- Born: October 4, 1897 Chicago
- Died: February 8, 1970 (aged 72) Lansing, Michigan
- Education: University of Chicago; George Williams College;
- Known for: Effects of habits of living on health and well-being
- Scientific career
- Fields: Physiology: sports physiology and fitness
- Institutions: George Williams College, Michigan State University
- Thesis: Studies on the physiology of exercise

= Arthur H. Steinhaus =

American physical fitness expert (1897–1970)
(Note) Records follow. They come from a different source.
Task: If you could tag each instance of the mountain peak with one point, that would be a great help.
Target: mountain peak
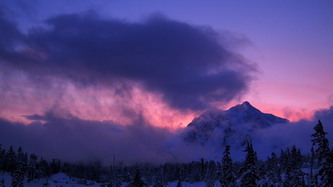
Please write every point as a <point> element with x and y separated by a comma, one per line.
<point>246,104</point>
<point>245,107</point>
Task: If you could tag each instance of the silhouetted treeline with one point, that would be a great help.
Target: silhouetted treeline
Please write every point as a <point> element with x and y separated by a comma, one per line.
<point>289,168</point>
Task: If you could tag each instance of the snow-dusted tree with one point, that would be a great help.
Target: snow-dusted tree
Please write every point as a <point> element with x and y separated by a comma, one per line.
<point>32,168</point>
<point>159,179</point>
<point>126,177</point>
<point>228,176</point>
<point>273,171</point>
<point>137,181</point>
<point>21,166</point>
<point>211,174</point>
<point>10,160</point>
<point>248,170</point>
<point>323,156</point>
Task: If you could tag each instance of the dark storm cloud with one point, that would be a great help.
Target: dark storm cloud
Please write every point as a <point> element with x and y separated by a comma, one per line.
<point>78,140</point>
<point>294,133</point>
<point>188,65</point>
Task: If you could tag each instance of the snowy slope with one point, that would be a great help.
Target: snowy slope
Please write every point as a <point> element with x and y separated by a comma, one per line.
<point>56,180</point>
<point>233,126</point>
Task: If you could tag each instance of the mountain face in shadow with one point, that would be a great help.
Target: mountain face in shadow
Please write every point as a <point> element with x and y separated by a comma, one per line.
<point>233,126</point>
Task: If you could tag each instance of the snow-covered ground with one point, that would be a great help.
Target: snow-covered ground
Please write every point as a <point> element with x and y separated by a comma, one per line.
<point>56,180</point>
<point>63,180</point>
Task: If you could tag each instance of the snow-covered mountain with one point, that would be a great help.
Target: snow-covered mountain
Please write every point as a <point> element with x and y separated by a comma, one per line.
<point>233,126</point>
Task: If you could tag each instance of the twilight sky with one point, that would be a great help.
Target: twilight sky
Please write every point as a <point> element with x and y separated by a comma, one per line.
<point>164,61</point>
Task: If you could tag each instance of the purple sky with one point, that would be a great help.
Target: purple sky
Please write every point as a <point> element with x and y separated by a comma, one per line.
<point>290,42</point>
<point>161,63</point>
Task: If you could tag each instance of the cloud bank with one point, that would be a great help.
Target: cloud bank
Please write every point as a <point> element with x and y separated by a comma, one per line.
<point>188,66</point>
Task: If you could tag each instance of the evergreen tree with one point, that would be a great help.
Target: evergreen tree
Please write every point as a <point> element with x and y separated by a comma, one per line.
<point>322,153</point>
<point>159,179</point>
<point>273,171</point>
<point>249,175</point>
<point>125,175</point>
<point>10,160</point>
<point>211,174</point>
<point>228,177</point>
<point>32,167</point>
<point>137,181</point>
<point>21,164</point>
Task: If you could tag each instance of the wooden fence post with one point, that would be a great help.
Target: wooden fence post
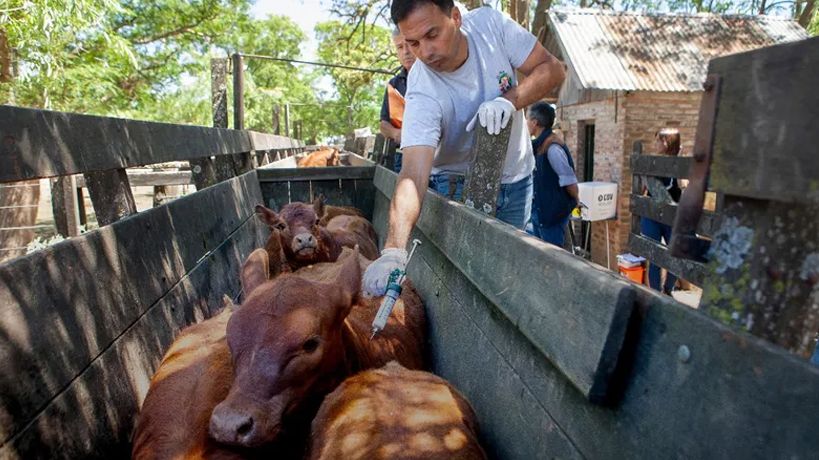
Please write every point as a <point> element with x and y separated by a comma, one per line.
<point>484,174</point>
<point>65,205</point>
<point>110,194</point>
<point>223,167</point>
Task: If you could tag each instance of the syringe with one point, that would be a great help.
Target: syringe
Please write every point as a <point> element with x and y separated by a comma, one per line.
<point>391,296</point>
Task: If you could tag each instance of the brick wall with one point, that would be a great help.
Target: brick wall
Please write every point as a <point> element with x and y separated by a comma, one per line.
<point>639,115</point>
<point>608,155</point>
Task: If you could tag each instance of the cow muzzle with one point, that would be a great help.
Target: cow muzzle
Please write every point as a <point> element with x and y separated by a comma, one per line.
<point>304,244</point>
<point>243,426</point>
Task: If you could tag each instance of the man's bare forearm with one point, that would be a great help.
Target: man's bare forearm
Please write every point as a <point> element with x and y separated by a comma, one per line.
<point>409,195</point>
<point>546,74</point>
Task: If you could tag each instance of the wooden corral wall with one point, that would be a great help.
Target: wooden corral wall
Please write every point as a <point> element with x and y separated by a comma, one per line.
<point>84,323</point>
<point>525,330</point>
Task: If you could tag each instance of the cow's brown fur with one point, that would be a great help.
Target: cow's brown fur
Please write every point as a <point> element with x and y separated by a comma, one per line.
<point>395,413</point>
<point>304,241</point>
<point>297,337</point>
<point>194,376</point>
<point>326,156</point>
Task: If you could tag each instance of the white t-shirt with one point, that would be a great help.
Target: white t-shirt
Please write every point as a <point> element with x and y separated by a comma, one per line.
<point>440,104</point>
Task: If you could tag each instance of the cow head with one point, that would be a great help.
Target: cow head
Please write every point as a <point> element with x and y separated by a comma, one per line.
<point>286,345</point>
<point>302,239</point>
<point>334,159</point>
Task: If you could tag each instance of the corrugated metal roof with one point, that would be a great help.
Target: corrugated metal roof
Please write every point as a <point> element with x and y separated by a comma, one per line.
<point>658,52</point>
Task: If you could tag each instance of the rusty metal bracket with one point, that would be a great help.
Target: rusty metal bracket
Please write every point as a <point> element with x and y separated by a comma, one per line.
<point>684,242</point>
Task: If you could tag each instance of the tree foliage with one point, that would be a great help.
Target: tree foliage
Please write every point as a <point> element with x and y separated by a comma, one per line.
<point>366,47</point>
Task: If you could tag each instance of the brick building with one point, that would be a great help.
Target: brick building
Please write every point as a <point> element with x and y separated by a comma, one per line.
<point>631,74</point>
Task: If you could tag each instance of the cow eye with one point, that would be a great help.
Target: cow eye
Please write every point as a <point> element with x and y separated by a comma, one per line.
<point>310,345</point>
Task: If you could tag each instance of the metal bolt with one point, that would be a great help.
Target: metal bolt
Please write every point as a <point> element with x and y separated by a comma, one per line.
<point>683,354</point>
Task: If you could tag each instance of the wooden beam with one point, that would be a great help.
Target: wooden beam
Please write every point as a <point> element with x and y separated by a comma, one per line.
<point>768,152</point>
<point>658,254</point>
<point>139,178</point>
<point>483,178</point>
<point>111,195</point>
<point>644,206</point>
<point>323,173</point>
<point>65,205</point>
<point>574,313</point>
<point>40,143</point>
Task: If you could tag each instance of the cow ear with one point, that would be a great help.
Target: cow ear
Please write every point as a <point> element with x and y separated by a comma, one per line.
<point>227,302</point>
<point>277,260</point>
<point>268,215</point>
<point>255,271</point>
<point>347,284</point>
<point>318,206</point>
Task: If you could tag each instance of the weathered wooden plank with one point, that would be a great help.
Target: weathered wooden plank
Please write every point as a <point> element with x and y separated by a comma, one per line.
<point>275,194</point>
<point>324,173</point>
<point>482,184</point>
<point>514,425</point>
<point>65,205</point>
<point>333,191</point>
<point>658,254</point>
<point>661,166</point>
<point>776,158</point>
<point>111,195</point>
<point>40,143</point>
<point>203,172</point>
<point>63,306</point>
<point>301,191</point>
<point>576,316</point>
<point>93,416</point>
<point>732,395</point>
<point>763,276</point>
<point>153,178</point>
<point>18,210</point>
<point>643,206</point>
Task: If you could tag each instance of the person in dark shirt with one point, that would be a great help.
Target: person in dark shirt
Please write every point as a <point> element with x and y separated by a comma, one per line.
<point>555,183</point>
<point>392,107</point>
<point>667,142</point>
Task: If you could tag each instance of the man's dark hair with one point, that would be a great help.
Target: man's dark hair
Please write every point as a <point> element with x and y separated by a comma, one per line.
<point>543,113</point>
<point>400,9</point>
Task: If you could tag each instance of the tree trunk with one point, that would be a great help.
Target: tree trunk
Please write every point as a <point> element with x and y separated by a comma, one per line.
<point>5,58</point>
<point>539,21</point>
<point>807,13</point>
<point>519,11</point>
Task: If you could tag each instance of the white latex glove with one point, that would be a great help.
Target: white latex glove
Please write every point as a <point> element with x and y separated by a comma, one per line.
<point>494,115</point>
<point>375,279</point>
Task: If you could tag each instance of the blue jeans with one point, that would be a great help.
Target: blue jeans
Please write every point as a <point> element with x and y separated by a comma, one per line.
<point>655,230</point>
<point>399,157</point>
<point>514,200</point>
<point>551,234</point>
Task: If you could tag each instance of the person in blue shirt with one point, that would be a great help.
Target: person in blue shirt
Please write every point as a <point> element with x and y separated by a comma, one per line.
<point>666,142</point>
<point>555,183</point>
<point>392,107</point>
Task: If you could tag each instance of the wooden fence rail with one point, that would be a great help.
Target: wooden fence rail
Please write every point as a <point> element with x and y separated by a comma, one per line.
<point>646,171</point>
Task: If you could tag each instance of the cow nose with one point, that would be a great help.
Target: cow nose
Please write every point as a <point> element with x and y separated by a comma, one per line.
<point>305,240</point>
<point>231,427</point>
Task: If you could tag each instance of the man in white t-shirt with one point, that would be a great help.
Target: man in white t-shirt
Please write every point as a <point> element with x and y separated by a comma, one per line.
<point>465,74</point>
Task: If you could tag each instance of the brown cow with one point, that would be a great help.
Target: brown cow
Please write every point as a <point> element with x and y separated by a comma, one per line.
<point>306,242</point>
<point>297,337</point>
<point>325,156</point>
<point>395,413</point>
<point>195,374</point>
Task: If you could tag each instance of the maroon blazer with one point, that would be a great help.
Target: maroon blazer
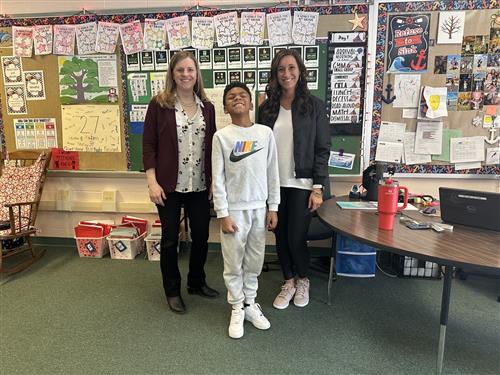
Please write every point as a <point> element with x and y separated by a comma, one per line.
<point>160,149</point>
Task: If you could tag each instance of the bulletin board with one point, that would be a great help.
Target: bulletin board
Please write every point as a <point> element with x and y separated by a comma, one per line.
<point>479,18</point>
<point>332,18</point>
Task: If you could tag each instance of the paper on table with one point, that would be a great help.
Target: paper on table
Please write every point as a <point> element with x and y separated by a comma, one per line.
<point>409,148</point>
<point>406,90</point>
<point>493,155</point>
<point>428,138</point>
<point>435,97</point>
<point>468,165</point>
<point>409,113</point>
<point>391,131</point>
<point>467,149</point>
<point>447,135</point>
<point>389,151</point>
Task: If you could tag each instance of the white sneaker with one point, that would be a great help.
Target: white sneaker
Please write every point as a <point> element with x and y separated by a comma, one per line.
<point>283,299</point>
<point>236,329</point>
<point>253,313</point>
<point>301,298</point>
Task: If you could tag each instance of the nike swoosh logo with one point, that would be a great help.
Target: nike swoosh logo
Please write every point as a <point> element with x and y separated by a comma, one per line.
<point>235,158</point>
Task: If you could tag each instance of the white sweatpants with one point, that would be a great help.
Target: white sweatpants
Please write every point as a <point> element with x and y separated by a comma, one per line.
<point>243,254</point>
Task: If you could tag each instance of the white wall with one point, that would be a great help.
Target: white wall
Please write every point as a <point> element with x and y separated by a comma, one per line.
<point>132,197</point>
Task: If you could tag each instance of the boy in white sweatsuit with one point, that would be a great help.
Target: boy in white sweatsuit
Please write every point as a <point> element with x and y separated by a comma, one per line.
<point>245,177</point>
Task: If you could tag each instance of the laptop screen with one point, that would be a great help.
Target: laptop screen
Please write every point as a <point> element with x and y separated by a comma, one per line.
<point>468,207</point>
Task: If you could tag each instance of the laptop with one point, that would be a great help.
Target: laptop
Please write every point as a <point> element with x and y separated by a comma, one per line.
<point>468,207</point>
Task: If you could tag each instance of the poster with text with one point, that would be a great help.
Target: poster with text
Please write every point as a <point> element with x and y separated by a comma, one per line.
<point>408,43</point>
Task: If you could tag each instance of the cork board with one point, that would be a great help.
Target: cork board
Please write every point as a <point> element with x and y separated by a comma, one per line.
<point>477,22</point>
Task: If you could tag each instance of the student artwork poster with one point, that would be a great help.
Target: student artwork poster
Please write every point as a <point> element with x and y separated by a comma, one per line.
<point>408,43</point>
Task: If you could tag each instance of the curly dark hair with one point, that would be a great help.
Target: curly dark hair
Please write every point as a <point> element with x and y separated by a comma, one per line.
<point>273,89</point>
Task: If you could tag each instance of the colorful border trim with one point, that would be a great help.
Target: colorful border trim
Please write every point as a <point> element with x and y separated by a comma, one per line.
<point>124,18</point>
<point>417,6</point>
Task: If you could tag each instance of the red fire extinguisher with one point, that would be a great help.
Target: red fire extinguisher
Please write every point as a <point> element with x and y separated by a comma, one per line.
<point>388,192</point>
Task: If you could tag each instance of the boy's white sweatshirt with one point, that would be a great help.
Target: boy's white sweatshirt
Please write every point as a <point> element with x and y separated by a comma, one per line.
<point>244,169</point>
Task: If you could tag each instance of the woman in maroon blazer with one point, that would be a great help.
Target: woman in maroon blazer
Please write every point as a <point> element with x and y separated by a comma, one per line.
<point>177,147</point>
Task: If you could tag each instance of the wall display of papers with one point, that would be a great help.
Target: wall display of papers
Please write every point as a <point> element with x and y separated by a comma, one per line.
<point>447,52</point>
<point>346,77</point>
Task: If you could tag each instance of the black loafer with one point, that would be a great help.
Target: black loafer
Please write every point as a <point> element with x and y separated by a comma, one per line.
<point>204,291</point>
<point>176,304</point>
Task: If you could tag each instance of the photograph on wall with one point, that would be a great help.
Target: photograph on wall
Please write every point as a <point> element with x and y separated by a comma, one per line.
<point>88,79</point>
<point>161,59</point>
<point>35,84</point>
<point>220,58</point>
<point>234,58</point>
<point>264,56</point>
<point>450,27</point>
<point>408,43</point>
<point>205,58</point>
<point>133,64</point>
<point>220,78</point>
<point>249,57</point>
<point>249,78</point>
<point>16,99</point>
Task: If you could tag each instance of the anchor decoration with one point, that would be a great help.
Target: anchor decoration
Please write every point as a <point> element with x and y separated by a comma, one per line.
<point>388,99</point>
<point>420,58</point>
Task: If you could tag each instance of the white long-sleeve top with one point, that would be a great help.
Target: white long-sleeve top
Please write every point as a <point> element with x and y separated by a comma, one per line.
<point>244,169</point>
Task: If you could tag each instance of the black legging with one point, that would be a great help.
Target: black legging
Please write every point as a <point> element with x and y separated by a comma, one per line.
<point>197,209</point>
<point>291,233</point>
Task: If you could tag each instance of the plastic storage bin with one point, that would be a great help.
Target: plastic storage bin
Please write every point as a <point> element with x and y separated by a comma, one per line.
<point>126,248</point>
<point>92,247</point>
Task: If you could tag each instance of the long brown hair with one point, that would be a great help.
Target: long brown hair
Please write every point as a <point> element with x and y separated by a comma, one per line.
<point>274,90</point>
<point>166,98</point>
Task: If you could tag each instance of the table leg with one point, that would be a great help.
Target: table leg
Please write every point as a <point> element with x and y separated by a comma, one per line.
<point>445,305</point>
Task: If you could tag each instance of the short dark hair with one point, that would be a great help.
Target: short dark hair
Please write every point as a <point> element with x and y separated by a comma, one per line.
<point>231,86</point>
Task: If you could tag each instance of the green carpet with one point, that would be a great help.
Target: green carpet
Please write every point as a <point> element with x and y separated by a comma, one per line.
<point>67,315</point>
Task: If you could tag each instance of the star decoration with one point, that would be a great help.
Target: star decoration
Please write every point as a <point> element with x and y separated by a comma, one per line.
<point>357,22</point>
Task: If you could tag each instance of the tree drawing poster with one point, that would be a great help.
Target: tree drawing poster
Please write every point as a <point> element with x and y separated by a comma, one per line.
<point>408,43</point>
<point>451,27</point>
<point>88,79</point>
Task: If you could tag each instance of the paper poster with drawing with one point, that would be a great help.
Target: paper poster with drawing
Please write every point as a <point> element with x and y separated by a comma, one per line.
<point>22,41</point>
<point>408,43</point>
<point>226,29</point>
<point>132,37</point>
<point>88,79</point>
<point>42,37</point>
<point>279,28</point>
<point>202,31</point>
<point>86,34</point>
<point>178,32</point>
<point>451,27</point>
<point>91,128</point>
<point>35,84</point>
<point>435,98</point>
<point>155,35</point>
<point>107,37</point>
<point>64,40</point>
<point>406,90</point>
<point>12,67</point>
<point>252,28</point>
<point>16,99</point>
<point>305,26</point>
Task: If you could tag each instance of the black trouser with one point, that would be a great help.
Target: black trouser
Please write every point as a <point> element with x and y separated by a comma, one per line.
<point>294,218</point>
<point>197,209</point>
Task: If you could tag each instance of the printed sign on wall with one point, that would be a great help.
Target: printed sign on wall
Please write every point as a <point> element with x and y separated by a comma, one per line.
<point>408,43</point>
Arthur H Steinhaus (October 4, 1897 – February 8, 1970) was an American physical fitness expert and sports physiologist.

== Biography ==
Arthur H [no middle name] Steinhaus was born in Chicago, Illinois, on October 4, 1897. He received his B.S., M.S. and Ph.D. from the University of Chicago (1919–1928) in zoology and physiology and his B.P.E. and M.P.E. from George Williams College in physical education (1915–1926).

== Career ==
For fifty years, 1915–1965, Steinhaus was associated with George Williams College as a student, teacher, Dean, and finally Dean Emeritus. After his retirement as Dean Emeritus, he was appointed Distinguished Service Professor by the Chicago College of Osteopathy on limited assignment to the Department of Physiology, and then served as a visiting professor at Michigan State University from 1966-1969. He taught in summer and evening sessions at the Universities of California, Colorado, Wisconsin, Saskatchewan, Southern California, and Northwestern. He served appointments as Fulbright Professor to Germany and Japan, did research in Germany and Denmark, and lectured in Europe, Asia, Africa, Australia, New Zealand, and Malaysia.

== Recognition ==

In 1944 Steinhaus was on leave to serve as Chief of the Division of Physical Education and Health Activities in the US Office of Education. During the war he was a Civilian Advisor to the US Navy on matters of physical fitness and physical rehabilitation. He conducted research on the physiology of exercise and spent a year in Europe as a Guggenheim Fellow in the John Simon Guggenheim Memorial Foundation. He was elected into the National Academy of Kinesiology (née American Academy of Physical Education) in 1930 as Fellow #29 and went on to serve as the Academy's President during 1943-1945. His writings appeared in purely research journals such as the American Journal of Physiology, in professional journals such as the American Journal of Public Health, and in popular magazines such as Coronet and Look.

== Death ==
He died on February 8, 1970, in Lansing, Michigan.

== Research interests ==

After 1923, he was interested in research to disclose the effects of habits of living on health and well-being. "Habits of living" include eating, drinking, exercising, fatigue, rest, relaxation, smoking and various emotional states. In later years his interest centered on interrelationship of mind and body with emphasis on mental health and "total fitness." A good deal of his scholarly work was directed toward interpreting the findings of research for the average practitioner in physical education—a kind of "middleman" function.

== Archive ==
Arthur H Steinhaus' papers are located in the Special Collections of the University of Tennessee, Knoxville (MS.0914 (more than 30 linear feet) and MS.1127. Two well-developed and extensive Finding Aids have been prepared, which includes a biographical summary, quoted above, with permission of J. B. Beals (e-mail April 3, 2012).

== Theses and dissertation ==
- Bachelor of Physical Education, Young Men's Christian Association College, 1921. "Graduation thesis in candidacy for BPE "Reaction time as an index to the state of fatigue of the nervous system"
- "SM", University of Chicago, 1925. Thesis: "The influence of exercise on the basal metabolic rate" and Crerar Library, University of Chicago, record
1. Master of Physical Education, Young Men's Christian Association (YMCA) College, 1926. "Graduation thesis in candidacy for the degree of MPE. "The influence of physical work on the basal metabolism"
- PhD, University of Chicago, 1928. Dissertation: "Studies on the physiology of exercise" and Crerar Library, University of Chicago, record.